My thoughts if it were me,would be things have changed since the days of those direct debits and I would stop them. It is a generous and lovely thing to do but you are right charity begins at home.



Registered User
Aug 29, 2006
SW Scotland
Hi Jennifer

It's a hard one. On the one hand, your mum has supported these charities for a long time. On the other hand, would she want to continue the contributions at the risk of bankrupting herself?

I thought of the tithing system. Tithing meant donating one tenth of one's income to good causes, but when there is more going out than coming in, you wouldn't be expected to contribute.

There is also the point that your mum could live for years (read Bruce's post). If the time comes that you have exhaosted her funds, you would have to take over, and is it fair to deprive your own family (and would your mum have wanted that?)

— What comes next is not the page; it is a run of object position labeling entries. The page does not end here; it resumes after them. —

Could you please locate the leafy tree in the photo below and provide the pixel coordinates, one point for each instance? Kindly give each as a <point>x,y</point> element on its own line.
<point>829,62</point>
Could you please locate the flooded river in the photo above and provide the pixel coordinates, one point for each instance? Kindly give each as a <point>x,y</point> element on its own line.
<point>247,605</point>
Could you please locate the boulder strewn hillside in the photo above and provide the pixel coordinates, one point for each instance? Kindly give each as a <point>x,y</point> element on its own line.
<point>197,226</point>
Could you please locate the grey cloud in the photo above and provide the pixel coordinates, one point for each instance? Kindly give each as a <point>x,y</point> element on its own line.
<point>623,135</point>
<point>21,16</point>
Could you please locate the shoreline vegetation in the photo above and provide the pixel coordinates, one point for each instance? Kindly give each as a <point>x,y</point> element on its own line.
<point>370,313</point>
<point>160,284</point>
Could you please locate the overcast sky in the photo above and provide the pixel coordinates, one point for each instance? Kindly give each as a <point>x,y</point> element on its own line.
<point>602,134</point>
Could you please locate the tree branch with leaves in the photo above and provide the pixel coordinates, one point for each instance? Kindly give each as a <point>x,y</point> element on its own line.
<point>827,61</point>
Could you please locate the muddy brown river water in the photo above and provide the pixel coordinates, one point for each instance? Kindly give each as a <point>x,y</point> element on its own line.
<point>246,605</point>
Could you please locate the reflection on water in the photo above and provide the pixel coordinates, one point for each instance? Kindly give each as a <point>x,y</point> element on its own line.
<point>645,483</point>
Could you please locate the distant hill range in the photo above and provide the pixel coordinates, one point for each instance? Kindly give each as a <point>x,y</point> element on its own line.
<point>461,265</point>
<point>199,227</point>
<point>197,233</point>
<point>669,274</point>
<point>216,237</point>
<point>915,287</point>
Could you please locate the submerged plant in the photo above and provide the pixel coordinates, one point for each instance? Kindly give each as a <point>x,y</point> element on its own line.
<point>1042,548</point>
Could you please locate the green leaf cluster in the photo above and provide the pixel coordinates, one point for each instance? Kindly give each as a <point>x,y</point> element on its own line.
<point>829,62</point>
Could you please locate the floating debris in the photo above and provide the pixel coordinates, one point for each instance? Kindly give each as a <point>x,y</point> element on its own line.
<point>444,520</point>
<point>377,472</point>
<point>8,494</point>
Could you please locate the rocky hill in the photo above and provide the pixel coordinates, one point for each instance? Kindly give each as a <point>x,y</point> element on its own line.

These are just my thoughts. You have to make the decision, taking into account what your mum would have wanted in her present situation, not what she wanted at the time she set up the direct debits. Only you can determine that.

Good luck,


Canadian Joanne

Volunteer Moderator
Apr 8, 2005
Toronto, Canada
What about paring down?

What about picking just one to continue with? Or small amounts for all? Every little bit does help at this stage, I realize. But I understand how you would want to carry on with what your mother would have done.


Registered User
Feb 22, 2006
sort of north east ish
Thats an interesting question Jennifer. Its something I've been sort of thinking about from a different angle, in terms of whether to carry on supporting the charities dad supported since I've inherited his 'fortune' :rolleyes:

I'm guessing that most people who were able to think logically about money, on seeing that their savings were being eroded, would take steps to cut back non essential expenditure. So it's probably quite likely that if your mum were able to decide she would decide to cut back on these direct debits?

I think Joanne's idea of chosing just one, or reducing the amounts for them all, is a good one. I wonder if it's possible to find out which of those two options would be most "cost effective". Thinking about the amount of stuff that charities tend to send out to their supporters (letters saying thank you, asking for more money, giving up dates on their work etc), I wonder if it might make more economic sense to give £5 to one charity than £1 to five different charities - so there's only one lot of admin and handling costs.


Registered User
Mar 7, 2004
Hi Jennifer, I was in the same situation some months ago..............looked at Lionel's outgoings and the drain on his savings. Decided to stop all contributions, including his direct debits to the AS, both for research and the general fund.

Hard call, but I know his funds will run out in about two years, and no charity is going to help him then.

Just my take on his financial situation.


Registered User
Mar 23, 2005
Hi Jennifer,

I think that I would be taking the "charity begins at home" line given your mother's situation.

On a purely pragmatic level, you could always have in the back of your mind that if your mother did still have savings remaining, a donation could be made to one key charity as a legacy in the future.

Take care,



Registered User
Jun 27, 2006
Thanks everyone. All very valid points. I did wonder about the cost/admin cost of small donations, and have also considered that perhaps it would be reasonable to make a donation out of whatever's left when she dies, (if there is anything left). I'm going to have to think about it some more: none of the options make me particularly comfortable, but I suppose that's part and parcel of the whole thing. I hate being a grown-up!


Grannie G

Volunteer Moderator
Apr 3, 2006
Hi jennifer,

I`ve only just caught up with this query and have no different suggestions to those already made.

But as you`ve no idea how long your mother has left, or how much she will need in the future, unless she`s a millionaire, I`d ease up on the charity, and keep the money she has left for her care.